Write a custom callback `LearningRateProbe` to implement the above scheme. 

* The initializer should take the arguments `num_iterations`, `initial_learning_rate` and `final_learning_rate`
* The callback should set the optimizer learning rate to `initial_learning_rate` at the start of training, and then increase it by a factor of $q$ after each training iteration
  * The factor $q$ should be calculated to satisfy:
  
  `initial_learning_rate * q**(num_iterations - 1) = final_learning_rate`
  
* After each training iteration, the callback should store the learning rate values and the loss values
  
_Hint: the optimizer learning rate is a non-trainable TensorFlow Variable stored at `model.optimizer.lr`, for a compiled model. This Variable should be updated after each training iteration as above._ **(18 marks)**

d) Use your `LearningRateProbe` callback to collect the loss values from training your (freshly initialized) model from part a) for a single epoch on the MNIST training data, with the batch size of 64.
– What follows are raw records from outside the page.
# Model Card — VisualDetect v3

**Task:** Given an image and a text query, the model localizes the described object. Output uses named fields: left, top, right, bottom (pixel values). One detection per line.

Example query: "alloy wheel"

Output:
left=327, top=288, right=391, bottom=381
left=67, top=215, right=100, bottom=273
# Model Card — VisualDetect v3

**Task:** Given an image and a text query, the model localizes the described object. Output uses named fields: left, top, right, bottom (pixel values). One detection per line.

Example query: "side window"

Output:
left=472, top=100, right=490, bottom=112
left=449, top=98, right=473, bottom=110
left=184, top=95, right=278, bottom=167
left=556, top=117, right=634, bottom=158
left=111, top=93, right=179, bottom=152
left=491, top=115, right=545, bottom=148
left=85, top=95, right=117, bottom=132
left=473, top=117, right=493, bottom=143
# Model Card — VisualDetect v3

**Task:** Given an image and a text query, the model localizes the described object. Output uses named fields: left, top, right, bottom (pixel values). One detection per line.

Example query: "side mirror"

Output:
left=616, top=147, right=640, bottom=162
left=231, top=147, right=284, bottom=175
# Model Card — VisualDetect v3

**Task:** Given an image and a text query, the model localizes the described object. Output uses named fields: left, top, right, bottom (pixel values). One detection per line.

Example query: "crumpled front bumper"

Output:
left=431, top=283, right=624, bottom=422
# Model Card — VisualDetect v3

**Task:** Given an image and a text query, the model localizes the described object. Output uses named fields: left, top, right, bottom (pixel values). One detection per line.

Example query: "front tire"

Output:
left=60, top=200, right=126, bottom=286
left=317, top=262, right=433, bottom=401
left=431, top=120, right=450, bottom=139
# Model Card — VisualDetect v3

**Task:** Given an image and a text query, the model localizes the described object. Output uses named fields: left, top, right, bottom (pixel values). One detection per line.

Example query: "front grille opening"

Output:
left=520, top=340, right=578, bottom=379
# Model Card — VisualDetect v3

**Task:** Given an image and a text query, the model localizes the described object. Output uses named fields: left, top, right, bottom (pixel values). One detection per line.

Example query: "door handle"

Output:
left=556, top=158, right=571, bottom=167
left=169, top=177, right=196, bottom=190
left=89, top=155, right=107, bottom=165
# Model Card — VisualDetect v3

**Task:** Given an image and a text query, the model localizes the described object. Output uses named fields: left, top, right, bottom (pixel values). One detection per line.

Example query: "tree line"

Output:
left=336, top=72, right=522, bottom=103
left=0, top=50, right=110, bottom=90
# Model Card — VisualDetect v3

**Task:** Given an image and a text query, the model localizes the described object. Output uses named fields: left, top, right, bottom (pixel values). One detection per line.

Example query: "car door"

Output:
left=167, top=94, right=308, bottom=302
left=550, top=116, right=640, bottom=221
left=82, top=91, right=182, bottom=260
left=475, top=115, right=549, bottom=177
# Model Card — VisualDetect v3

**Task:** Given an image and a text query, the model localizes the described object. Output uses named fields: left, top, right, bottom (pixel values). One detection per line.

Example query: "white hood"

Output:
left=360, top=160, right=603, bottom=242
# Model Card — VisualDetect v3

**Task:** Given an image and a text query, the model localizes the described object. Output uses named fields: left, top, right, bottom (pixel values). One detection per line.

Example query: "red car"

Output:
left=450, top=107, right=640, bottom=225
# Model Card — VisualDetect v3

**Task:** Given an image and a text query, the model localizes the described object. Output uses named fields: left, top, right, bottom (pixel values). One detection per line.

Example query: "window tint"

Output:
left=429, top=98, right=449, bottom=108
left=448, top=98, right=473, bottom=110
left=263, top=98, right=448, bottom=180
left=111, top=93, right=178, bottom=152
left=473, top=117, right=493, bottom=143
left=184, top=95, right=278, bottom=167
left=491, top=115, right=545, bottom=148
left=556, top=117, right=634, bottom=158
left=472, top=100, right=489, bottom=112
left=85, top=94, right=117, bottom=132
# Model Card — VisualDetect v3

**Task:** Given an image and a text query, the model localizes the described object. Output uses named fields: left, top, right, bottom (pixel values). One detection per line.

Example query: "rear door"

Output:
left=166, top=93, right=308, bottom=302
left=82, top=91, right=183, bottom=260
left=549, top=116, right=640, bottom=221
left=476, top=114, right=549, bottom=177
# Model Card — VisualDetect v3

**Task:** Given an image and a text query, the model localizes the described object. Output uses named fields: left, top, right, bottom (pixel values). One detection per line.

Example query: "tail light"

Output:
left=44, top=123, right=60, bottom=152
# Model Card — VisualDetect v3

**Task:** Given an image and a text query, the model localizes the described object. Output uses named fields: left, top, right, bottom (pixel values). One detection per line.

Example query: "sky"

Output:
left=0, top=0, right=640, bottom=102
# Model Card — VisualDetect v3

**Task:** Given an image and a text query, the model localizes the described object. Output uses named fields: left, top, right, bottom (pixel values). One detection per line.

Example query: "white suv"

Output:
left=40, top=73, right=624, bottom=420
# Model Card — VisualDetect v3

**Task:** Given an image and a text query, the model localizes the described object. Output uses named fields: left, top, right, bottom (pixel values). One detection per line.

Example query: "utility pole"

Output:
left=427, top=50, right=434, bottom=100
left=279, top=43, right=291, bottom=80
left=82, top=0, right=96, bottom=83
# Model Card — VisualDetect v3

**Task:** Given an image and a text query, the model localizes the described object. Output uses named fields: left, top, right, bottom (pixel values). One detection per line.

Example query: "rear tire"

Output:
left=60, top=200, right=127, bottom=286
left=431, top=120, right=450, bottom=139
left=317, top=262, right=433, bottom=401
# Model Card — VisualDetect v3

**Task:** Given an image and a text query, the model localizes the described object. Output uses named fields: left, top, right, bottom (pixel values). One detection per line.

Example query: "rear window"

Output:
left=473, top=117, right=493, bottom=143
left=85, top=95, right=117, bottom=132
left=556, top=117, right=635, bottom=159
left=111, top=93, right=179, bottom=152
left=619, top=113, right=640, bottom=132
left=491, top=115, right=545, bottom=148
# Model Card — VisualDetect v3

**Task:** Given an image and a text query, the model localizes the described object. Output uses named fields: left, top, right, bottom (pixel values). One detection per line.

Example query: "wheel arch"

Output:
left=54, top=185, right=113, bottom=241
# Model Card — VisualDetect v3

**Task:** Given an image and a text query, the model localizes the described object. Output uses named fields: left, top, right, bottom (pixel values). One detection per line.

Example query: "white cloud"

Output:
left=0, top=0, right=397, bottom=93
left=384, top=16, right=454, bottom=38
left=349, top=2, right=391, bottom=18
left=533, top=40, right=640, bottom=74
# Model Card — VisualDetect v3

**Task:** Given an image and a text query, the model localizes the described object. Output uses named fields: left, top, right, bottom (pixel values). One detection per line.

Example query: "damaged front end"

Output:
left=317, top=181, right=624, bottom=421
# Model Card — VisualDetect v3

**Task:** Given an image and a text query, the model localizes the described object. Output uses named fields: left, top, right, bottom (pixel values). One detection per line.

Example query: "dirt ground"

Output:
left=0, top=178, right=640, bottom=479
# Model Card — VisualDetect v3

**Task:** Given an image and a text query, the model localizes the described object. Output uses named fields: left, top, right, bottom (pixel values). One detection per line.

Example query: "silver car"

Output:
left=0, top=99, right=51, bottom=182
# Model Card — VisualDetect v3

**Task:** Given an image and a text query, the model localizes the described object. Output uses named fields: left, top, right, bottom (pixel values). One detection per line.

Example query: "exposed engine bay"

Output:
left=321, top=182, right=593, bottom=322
* Set `num_iterations` to 938 (number of batches of size 64 in a single epoch through a training set of 60,000 examples)
* Set `initial_learning_rate` to $1e-8$
* Set `final_learning_rate` to $10$
* Train your model for 1 epoch, passing in your `LearningRateProbe` custom callback object
* Plot the loss values against the learning rate, using a log scale for the x-axis
* Calculate the learning rate that minimizes the loss curve, and suggest a good learning rate for this model, dataset and optimizer

**(10 marks)**